The accusations follow Turkey's downing of a Russian warplane near the Syrian border last week, which has set off an angry spat between the two nations that had developed close economic ties.
Speaking to dozens of foreign military attaches and hundreds of reporters in Moscow, Russian Deputy Defense Minister Anatoly Antonov said Russia has evidence showing that Turkish President Recep Tayyip Erdogan and his family were linked to the ISIS oil trade.
"President Erdogan and his family are involved in this criminal business," Antonov said. "We know the price of Erdogan's words ... Turkish leaders won't step down and they won't acknowledge anything even if their faces are smeared with the stolen oil."
Antonov claimed that ISIS militants make $2 billion a year from the illegal oil trade. Earlier estimates from the American-backed coalition claim ISIS was making $3 million every day off the black market for oil.
Lt.-Gen. Sergei Rudskoi of the Russian military's General Staff said Russian airstrikes on the ISIS oil infrastructure in Syria had halved the militants' profits.
The defense ministry officials showed the journalists what they said were satellite images depicting thousands of trucks carrying oil from ISIS-occupied areas in Syria and Iraq into Turkey. They did not, however, provide any evidence to back up the claims of personal involvement of Erdogan and his family in the illegal oil trade.
The Turkish president has denied Turkey's involvement in oil trade with the ISIS, and said repeatedly that he would resign if Russia proves its accusations.
In a speech Wednesday at Qatar University, the Turkish leader railed against the accusations.
"No one has the right to make such a slander as to suggest that Turkey buys Daesh's oil. Turkey has not lost its moral values as to buy oil from a terror organization," Erdogan said, using the Arabic acronym for ISIS, shortly after the Russian Defense Ministry made the claims. "Those who make such slanderous claims are obliged to prove them. If they do I would not remain on the presidential seat for one minute. But those who make the claim must also give up their seat if they can't prove it."
Meanwhile, in Cyprus, Russian Foreign Minister Sergey Lavrov said he would agree to meet with his Turkish counterpart this week to hear Turkey's explanations on the downing of the Russian air force jet. Lavrov said he would meet Mevlut Cavusoglu on the sidelines of an Organization for Security and Cooperation in Europe meeting of foreign ministers in Belgrade, the Serbian capital.

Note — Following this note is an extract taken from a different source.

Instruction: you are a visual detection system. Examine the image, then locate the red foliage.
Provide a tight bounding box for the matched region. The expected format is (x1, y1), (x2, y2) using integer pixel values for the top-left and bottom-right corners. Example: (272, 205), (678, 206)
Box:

"We will meet with the Turkish minister of foreign affairs, we will hear what he has to say," Lavrov said after talks with his Cypriot counterpart in Nicosia.
Lavrov said he spoke to Cavusoglu the day after the Russian aircraft was shot down, but heard only what Turkey had already stated publicly and "just some excuses."
The meeting could offer a way to de-escalate a growing crisis between Russia and Turkey.
Turkey insists the Russian plane violated its airspace despite numerous warnings it issued to the Russian pilots and has said it won't apologize for the downing, which killed a Russian pilot. A Russian marine also died trying to retrieve a second pilot.
Russia claims Turkey shot down its plane to protect what President Vladimir Putin has described as Turkish profiteering from the ISIS oil trade. Russia has imposed sanctions against Turkish products in retaliation for the downing.
Lavrov said his country's aim is to ensure that the "overflow" of terrorist threats in Turkey don't make their way into Russia.
At the climate summit in Paris this week, President Obama met on the sidelines with Putin in an attempt to deescalate the conflict between Turkey and Russia.